Clearly you didn't say exactly what you wanted to say, or else I have missed something. But don't say you think things are 'excellent ideas' if you don't think they are, and then I won't misunderstand

yellowrose · 11/04/2007 14:31

Thanks tiktok, I think I have a right to say things are excellent (the word "exellent" is a matter of opinion and you are blowing it out of all proportion) why are you so persistent in ticking me off for what I think most people realised was a bit of a laugh ? Who in their right minds would go and force their way into a company lobby with a baby attached to the boob ? FFS !
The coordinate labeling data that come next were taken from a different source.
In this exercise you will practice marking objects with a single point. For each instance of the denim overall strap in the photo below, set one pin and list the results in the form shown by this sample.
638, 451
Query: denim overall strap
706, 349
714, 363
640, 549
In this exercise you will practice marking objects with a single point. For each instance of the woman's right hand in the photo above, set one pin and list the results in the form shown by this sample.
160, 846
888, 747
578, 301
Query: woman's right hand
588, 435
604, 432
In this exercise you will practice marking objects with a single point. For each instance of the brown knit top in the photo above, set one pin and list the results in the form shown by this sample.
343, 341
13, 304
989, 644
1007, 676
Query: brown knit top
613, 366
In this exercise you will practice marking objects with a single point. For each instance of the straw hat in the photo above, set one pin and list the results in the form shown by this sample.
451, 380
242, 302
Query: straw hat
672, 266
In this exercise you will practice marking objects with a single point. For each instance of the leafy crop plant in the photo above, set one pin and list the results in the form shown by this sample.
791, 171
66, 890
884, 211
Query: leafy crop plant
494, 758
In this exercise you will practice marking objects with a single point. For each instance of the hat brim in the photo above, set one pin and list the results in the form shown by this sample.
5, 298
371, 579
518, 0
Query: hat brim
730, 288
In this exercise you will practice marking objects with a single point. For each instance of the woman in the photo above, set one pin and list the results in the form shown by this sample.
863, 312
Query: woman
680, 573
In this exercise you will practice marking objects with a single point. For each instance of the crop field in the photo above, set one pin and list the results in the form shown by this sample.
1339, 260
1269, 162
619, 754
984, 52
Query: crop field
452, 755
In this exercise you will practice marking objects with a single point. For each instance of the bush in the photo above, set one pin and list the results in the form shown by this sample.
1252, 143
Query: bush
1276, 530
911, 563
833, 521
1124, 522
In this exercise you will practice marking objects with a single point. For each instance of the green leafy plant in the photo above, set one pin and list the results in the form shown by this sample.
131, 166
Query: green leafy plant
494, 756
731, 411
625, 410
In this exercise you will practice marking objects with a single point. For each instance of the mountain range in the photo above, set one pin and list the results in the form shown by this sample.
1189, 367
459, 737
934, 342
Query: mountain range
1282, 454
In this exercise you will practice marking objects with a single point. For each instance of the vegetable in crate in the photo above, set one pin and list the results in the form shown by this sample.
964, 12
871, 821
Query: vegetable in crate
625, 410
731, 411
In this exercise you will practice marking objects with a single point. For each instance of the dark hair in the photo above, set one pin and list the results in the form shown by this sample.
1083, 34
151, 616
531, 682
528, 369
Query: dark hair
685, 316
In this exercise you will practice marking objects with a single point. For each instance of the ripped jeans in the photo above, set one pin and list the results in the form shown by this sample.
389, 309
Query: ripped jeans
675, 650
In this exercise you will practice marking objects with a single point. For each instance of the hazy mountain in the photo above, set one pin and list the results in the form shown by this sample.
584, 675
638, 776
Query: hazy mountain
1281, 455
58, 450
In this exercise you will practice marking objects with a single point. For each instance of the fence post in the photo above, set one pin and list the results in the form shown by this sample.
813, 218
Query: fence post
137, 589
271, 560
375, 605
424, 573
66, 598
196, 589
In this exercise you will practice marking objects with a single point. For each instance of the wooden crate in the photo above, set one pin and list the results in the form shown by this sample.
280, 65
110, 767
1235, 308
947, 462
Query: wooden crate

chilledmama · 11/04/2007 14:34

Easy tigers!!

yellowrose · 11/04/2007 14:35

Quite chilled, I made an innocent "excellent" remark and it has been blown sky high ! Dear me !

tiktok · 11/04/2007 14:35
Blush
RanToTheHills · 11/04/2007 14:44

well, it sounds to me as if you agree with each other in the main but have slightly different approaches/attitudes - no harm in that!

Tiktok-really don't see how YR was blowing this "sky high" - she was simply pointing out what she meant, fair enough. No-one has the right to be high-handed on here, it happens too often on these threads! And that's my opinion btw!

RanToTheHills · 11/04/2007 14:46

oh and there's be misreading the last few posts, sorry! I meant use of "excellent" (or whatever the argument was over). Not read all thread anyway but wanted to comment, must go back to work now.

tiktok · 11/04/2007 14:48

Run - but I didn't say she was blowing it sky high! You've mixed us up - you've read her post and thought it was mine!

This is silly - I'm bowing out now.

RanToTheHills · 11/04/2007 14:51

read my message below! You're right, it is silly!

amijee · 11/04/2007 15:13

"I think a feed-in by say 20 women in the lobby of any City firm is an excellent idea actually. The problem is the security guards will get you out pronto if you haven't arrived there for a meeting. "

I don't think tik tok got the wrong end of the stick at all, yellow rose.

I'm sure the city is very sexist and racist...but I don't think grinding your own axe is the answer.

The poorest breastfeeding rates are in the socially deprived areas and it's here we need to start making it normal and acceptable.

theUrbanDryad · 11/04/2007 17:33

i'm sure i said this was supposed to be a peaceful thing!!

shoulda known better than to try and organise a group of women to do something non-militant!!

still, be that as it may, i'll be at Speaker's Corner, Hyde Park on the 19th of May 2007 from midday. i may bring a placard. i may also bring a picnic. i'll definitely be bringing a baby and possibly a husband too. i'd love to see as many people as possible, and as many picnics as possible too.